If the film, which was also written by Reisz, might at first feel like a heterogeneous collection of scenes and ideas, there are several binding elements that keep it from rambling too much. Firstly, there is the undeniable if nebbishy charm of the protagonist, with his unkempt hair, wire-rimmed glasses and constant two-day stubble. It helps that he’s played to perfection by Ferenczik, who manages to look both insouciant and heartbroken, sometimes at the same time.

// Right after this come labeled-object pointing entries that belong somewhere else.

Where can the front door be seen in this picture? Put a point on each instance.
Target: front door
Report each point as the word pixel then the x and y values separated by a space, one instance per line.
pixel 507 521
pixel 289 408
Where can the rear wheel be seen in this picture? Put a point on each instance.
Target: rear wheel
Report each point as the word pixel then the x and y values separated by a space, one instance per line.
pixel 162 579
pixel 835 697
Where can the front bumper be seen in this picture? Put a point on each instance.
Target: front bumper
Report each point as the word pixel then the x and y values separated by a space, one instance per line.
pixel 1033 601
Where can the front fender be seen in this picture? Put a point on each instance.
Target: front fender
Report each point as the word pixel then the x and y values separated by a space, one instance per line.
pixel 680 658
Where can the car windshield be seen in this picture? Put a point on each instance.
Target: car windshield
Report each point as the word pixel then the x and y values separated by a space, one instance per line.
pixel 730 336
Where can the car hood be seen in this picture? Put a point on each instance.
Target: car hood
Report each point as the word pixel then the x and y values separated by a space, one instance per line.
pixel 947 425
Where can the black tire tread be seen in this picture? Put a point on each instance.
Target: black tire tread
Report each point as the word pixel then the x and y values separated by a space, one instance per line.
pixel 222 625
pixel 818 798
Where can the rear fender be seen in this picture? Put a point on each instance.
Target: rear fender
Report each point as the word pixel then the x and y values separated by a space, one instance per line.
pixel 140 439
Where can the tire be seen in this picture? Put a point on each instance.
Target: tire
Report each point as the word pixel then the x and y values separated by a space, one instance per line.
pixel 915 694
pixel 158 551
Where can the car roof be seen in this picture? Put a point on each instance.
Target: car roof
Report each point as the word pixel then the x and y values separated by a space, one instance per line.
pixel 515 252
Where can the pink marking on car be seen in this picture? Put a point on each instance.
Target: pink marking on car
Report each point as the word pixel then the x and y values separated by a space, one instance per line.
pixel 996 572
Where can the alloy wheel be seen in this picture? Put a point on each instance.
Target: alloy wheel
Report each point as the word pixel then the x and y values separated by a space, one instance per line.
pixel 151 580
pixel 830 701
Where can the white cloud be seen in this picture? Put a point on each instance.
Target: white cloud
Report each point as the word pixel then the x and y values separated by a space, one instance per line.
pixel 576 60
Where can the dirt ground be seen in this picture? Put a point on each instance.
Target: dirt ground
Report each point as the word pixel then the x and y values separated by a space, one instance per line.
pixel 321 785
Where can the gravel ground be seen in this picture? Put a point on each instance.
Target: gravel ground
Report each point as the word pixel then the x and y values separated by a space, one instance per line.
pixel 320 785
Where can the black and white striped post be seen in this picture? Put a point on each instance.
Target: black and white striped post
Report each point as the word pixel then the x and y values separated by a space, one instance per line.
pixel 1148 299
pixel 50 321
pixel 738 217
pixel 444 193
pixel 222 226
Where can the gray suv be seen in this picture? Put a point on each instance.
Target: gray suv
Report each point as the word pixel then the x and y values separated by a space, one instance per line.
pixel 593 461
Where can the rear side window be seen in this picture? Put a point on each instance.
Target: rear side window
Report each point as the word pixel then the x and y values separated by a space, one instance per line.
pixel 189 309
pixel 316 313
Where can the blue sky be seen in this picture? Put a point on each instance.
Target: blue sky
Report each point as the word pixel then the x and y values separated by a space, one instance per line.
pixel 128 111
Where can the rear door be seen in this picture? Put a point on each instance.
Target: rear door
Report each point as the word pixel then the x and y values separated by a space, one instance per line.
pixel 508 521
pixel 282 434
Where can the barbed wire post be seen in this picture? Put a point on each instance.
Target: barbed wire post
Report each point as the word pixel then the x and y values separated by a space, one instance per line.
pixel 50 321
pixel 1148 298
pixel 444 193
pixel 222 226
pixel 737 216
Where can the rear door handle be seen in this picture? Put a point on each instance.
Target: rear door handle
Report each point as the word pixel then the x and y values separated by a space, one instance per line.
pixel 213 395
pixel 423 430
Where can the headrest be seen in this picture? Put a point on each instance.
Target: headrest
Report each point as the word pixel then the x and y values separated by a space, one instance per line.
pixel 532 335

Because of Aron’s fruitless search for a post-university job — his mother has grown so frustrated she’s even rewritten his resume in ways only a mother could — and his conversations with peers about whether it might be worth moving abroad,
the film feels very much anchored in contemporary Hungary, despite its occasional cinematic flights of fancy. And the film’s second half shows that Reisz planned ahead carefully, as many initially randomseeming scenes, such as a video-quality flashback to poor picked-on Aron in high-school, actually pay off later. Throughout, the tone of the film is admirably elastic and incorporates both documentary-style footage as well as totally unrealistic and very whimsical shots that nevertheless make sense emotionally, such as when Aron is followed down the street by a long line of Eszters, as if she were literally haunting him. A Gondry-like sequence sees Aron follow an electric wire from his parental home and through town that finally enables him to unplug his bickering parents (they’re still discussing the cost of Aron’s air ticket).